Farhad, falando em um sérvio lento e cuidadoso, agradeceu à nação por ajudar sua família. "Eu quero morar na Sérvia. Nós nos sentimos bem aqui", afirmou. 

Trajetória

Farhad nasceu em Isfahan, no Irã. Seu pai, Hakim Nouri, de 33 anos, era adolescente quando fugiu de Herat, no Afeganistão, depois que o Talibã tomou o controle do local, mas a família deixou o Irã, dois anos atrás, por causa da crescente pressão contra os afegãos feita pelo governo iraniano. 

A família viajou pela Turquia e pela Grécia, onde Farhad fez aulas de desenho em um centro de refugiados. Uma mulher suíça que estava por ali ficou tão encantada com sua arte que ajudou financeiramentea família do menino, contam os Nouri. 

Eles chegaram à Sérvia em dezembro, e Farhad começou a frequentar a escola. O menino diz que tem amigos sérvios e que nunca foi maltratado aqui por ser afegão. "Era muito pior para nós no Irã", afirma. 

Em uma recente visita ao cômodo que a família ocupa no centro de refugiados, Farhad estava sorrindo, brincalhão e curioso, sentado ao lado do pai em uma cama. Nouri, que é rebocador, disse que a família se sentia confortável na Sérvia e feliz com a educação e os serviços para as crianças, mas afirmou que o futuro da família estava em outro lugar: a Europa Ocidental. 

Farhad, muito jovem para entender a profunda ansiedade de seus pais, contradisse o pai. "É um erro. Queremos ficar na Sérvia", falou de maneira provocadora. “Por quê? Porque o presidente da Sérvia me convidou para ficar, e eu não quero dizer não a ele", falou com um sorriso. 

Crise

No entanto, não há muitas opções boas, de longo prazo, mesmo para aqueles que escolhem uma vida na Sérvia: dos 1.857 pedidos de asilo submetidos desde 2013, apenas 83 foram aceitos ou receberam outra forma de status protegido. E com as opções legais para cruzar as fronteiras bastante restritas nos últimos dois anos, muitos migrantes se arriscam a sofrer violências e roubos ao pedirem ajuda a traficantes e contrabandistas de pessoas. 

Segundo defensores, o governo sérvio melhorou muito sua habilidade de suprir as necessidades básicas dos migrantes. Em 2015, o país tinha cinco centros de refugiados com capacidade para abrigar 800 pessoas; agora possui 18 centros com capacidade para seis mil. A mudança institucional no trato com os migrantes como mais do que moradores temporários, entretanto, apenas começou. 

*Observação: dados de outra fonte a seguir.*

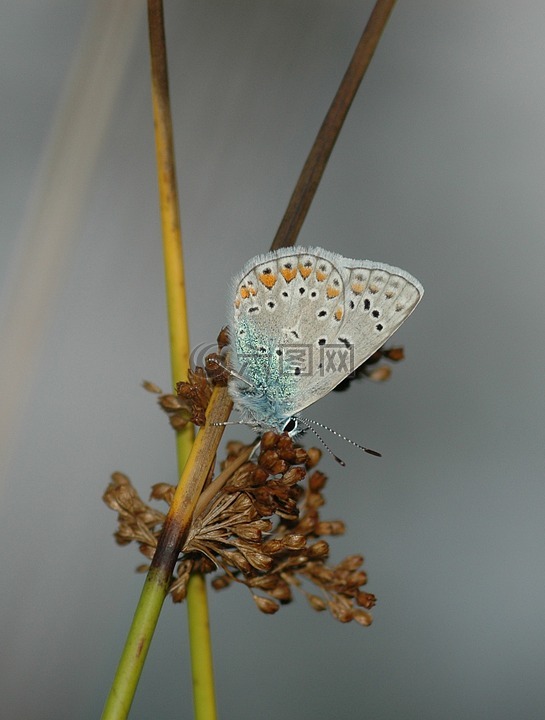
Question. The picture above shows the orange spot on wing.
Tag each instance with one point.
(268, 279)
(288, 273)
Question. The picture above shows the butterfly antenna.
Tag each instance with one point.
(320, 438)
(309, 422)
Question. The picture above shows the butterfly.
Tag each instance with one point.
(300, 321)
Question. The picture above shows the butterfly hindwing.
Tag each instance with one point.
(304, 319)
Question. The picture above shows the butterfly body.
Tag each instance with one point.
(302, 320)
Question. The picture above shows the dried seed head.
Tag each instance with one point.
(262, 528)
(316, 602)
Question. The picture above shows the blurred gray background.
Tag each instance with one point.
(440, 169)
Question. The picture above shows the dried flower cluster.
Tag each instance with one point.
(262, 529)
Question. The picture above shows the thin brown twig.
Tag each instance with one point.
(318, 156)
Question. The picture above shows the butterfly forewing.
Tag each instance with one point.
(312, 317)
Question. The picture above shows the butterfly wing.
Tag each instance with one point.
(304, 319)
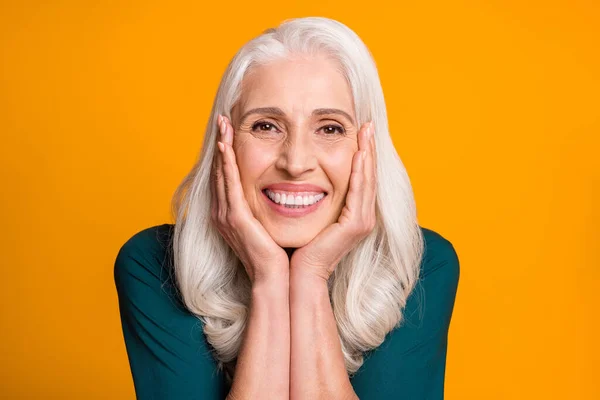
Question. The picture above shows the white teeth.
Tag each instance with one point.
(294, 201)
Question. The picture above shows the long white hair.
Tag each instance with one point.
(370, 285)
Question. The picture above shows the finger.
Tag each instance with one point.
(354, 196)
(220, 181)
(368, 168)
(233, 186)
(228, 129)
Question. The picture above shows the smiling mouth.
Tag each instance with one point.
(296, 202)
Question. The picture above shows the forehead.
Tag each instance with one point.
(297, 86)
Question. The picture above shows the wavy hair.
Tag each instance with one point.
(370, 285)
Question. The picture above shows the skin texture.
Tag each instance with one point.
(297, 147)
(291, 347)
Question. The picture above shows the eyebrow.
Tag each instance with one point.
(279, 112)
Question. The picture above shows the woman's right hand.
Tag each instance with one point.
(261, 256)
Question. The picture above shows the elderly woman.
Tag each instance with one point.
(296, 267)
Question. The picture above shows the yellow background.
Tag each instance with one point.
(494, 107)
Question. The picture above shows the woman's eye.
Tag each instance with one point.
(263, 126)
(333, 129)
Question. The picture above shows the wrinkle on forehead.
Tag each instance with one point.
(297, 86)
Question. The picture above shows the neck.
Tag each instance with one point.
(289, 251)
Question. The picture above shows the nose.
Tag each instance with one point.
(296, 155)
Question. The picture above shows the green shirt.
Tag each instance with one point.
(170, 358)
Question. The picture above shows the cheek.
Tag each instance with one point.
(252, 162)
(339, 166)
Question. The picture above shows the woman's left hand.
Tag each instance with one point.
(322, 254)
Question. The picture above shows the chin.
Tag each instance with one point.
(291, 241)
(288, 237)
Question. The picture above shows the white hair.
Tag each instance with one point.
(370, 285)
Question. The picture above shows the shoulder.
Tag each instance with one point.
(440, 258)
(145, 261)
(153, 241)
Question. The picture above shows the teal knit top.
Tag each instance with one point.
(170, 358)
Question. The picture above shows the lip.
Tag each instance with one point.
(295, 187)
(291, 212)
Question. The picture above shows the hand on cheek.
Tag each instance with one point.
(320, 256)
(230, 213)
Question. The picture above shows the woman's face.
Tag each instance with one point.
(295, 125)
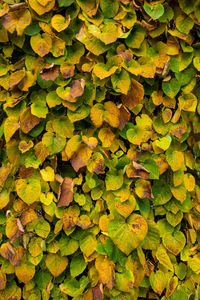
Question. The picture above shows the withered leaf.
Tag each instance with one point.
(65, 196)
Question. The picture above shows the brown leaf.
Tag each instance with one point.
(66, 192)
(77, 88)
(134, 96)
(50, 73)
(28, 121)
(97, 291)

"Essa crise se tornou prolongada e crônica, agora é hora de olhar para as necessidades secundárias, colocar mais crianças nas escolas, apoiar os adultos em capacitações, atividades de educação informal e preparação para o trabalho", explica Raikes, do Comitê Internacional de Regate. 

A incerteza enfrentada pelos migrantes cria um estresse enorme nos refugiados, entre eles a mãe de Farhad. 

"É cansativo e deprimente. Mesmo depois de oito meses na Sérvia, ainda sentimos que estamos viajando e correndo perigo. Estamos muito nervosos, cansados dessa vida", conta Jamila Nouri, de 27 anos. 

Mas Farhad não demonstra muitos sinais das provações pelas quais sua família vem passando. Ele diz que quer aprender animação. "Não acho que estou esperando. Estou apenas pensando no futuro da minha família", explica.